The Alphv/BlackCat ransomware gang has just pinned the Mazars company to its hunting list. In a new entry on its blog published on May 22, this group of cybercriminals claims to have stolen more than 500 or 700 (depending on the version) gigabytes of internal information from this company, which specializes in auditing, accounting, taxation and advice.

The cybercriminals’ claim has not yet been commented on by the Mazars group. As Le Mag It notes, the display in Portuguese of the names of the files in the data posted online by the cybercriminals suggests that the computer attack could have targeted the Brazilian subsidiary of the audit giant.

Other recent victims in France

Alphv hackers, a ransomware open to affiliates since the end of 2021, had already been talked about last week in France. They had indeed published data stolen from Group DIS, a hosting specialist based in the North.

The company had confirmed this attack in half-words, explaining in a brief message serving as a home page to be confronted with “a difficult situation which has a critical impact on our infrastructures”. This computer hack had cascading consequences for the host’s customers.
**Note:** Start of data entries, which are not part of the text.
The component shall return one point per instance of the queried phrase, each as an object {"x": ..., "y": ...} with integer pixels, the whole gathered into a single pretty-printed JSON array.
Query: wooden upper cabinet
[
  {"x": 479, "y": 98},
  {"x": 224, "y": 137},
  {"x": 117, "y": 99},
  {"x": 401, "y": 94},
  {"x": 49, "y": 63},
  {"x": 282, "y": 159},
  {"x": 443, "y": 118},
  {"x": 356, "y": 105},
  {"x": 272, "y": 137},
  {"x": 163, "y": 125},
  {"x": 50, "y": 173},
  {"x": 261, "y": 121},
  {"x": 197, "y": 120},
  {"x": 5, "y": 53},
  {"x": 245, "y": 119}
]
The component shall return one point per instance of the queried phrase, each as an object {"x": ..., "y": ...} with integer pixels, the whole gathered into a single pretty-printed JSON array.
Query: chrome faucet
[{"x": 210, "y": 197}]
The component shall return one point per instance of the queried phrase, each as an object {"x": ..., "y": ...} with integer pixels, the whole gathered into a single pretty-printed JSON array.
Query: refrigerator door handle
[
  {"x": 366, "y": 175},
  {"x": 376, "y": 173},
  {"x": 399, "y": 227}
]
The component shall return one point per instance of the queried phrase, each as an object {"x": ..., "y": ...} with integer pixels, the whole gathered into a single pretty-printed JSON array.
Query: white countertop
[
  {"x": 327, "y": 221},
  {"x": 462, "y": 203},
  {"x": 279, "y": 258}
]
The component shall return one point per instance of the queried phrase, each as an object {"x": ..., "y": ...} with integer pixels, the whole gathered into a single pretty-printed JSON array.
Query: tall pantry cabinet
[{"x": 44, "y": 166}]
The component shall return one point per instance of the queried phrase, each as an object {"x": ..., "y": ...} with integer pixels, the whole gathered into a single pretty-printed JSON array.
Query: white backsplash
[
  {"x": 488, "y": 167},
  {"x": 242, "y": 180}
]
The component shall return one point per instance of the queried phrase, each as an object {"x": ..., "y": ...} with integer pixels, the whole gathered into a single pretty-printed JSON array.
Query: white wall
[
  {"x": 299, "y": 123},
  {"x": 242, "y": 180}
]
The actu.fr site, the national portal for the titles of the local press group Publihebdos, had thus had a complicated day on Saturday May 13, as did the Côtes-d’Armor department, whose site had been decanted on May 15.
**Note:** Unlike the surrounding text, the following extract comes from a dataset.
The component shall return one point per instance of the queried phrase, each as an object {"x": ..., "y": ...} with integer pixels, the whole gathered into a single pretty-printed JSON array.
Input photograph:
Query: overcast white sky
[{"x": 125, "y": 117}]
Production interrupted at Lacroix Electronics

The electronics engineer Lacroix Electronics had finally been another indirect victim of the setbacks of Group DIS. The company then explained that it had intercepted intrusions targeting the IT of its sites in Beaupréau, France, Willich (Germany) and Zriba (Tunisia).

“Certain local infrastructures have however been encrypted and an analysis is also carried out to identify any exfiltrated data”, added the industrialist. The company finally specified aiming for a resumption of production on these three sites this Monday, May 22.

Also known as BlackCat, Alphv ransomware is distinguished by the programming language used, Rust. A job that had allowed cybercriminals, noted Kaspersky, to create a malicious tool capable of targeting both Windows and Linux systems. According to Varonis, the group had also distinguished itself with a significant discount for other cybercriminals, promising its affiliates to keep 90% of the ransoms extorted.